While I like minimalist interfaces, I miss rich text in many of the most popular note-taking apps. Not least because as a translator, I need to view two documents simultaneously - something that’s simply not possible in the vast majority of mobile apps, and increasingly difficult in many desktop apps.

I have a couple of favorite solutions. One is the vastly improved Microsoft OneNote, which now allows me to view OneNote pages properly on an iPad. This means I can put shorter texts side by side very easily - the iPad app’s new “full-page” view is ideal for viewing them easily on the smaller iPad screen. The other is Apple’s own Numbers, which I previously used as a OneNote equivalent. The import process was a bit trickier - where OneNote syncs smoothly with the desktop via SkyDrive, to get text into Numbers (without a Mac), I had to resort to opening documents in Pages and copying the text, then pasting it into a text box in Numbers. A rather cumbersome process!

I’ve also experimented with Circus Notebooks and Tapose (both capable of dual-pane display). Both are, alas, slightly less than perfectly stable, which can result in some infuriating moments. But I keep going back to Tapose in particular, because it’s such a promising idea…

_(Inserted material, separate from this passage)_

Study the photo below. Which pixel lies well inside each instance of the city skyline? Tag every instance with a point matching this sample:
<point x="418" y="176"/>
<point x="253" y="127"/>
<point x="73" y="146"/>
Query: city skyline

Alfons Schmid has promised to look into a two-pane version of Notebooks (where you could view two notes side by side; Notebooks is already a two-pane outliner), but he’s got plenty of other things to focus on at the moment (beta releases of Mac and PC versions, for example).

There are, of course, a number of browser-based apps that also have note-taking functions, so are more or less two-pane in layout. But that’s not really the same thing at all.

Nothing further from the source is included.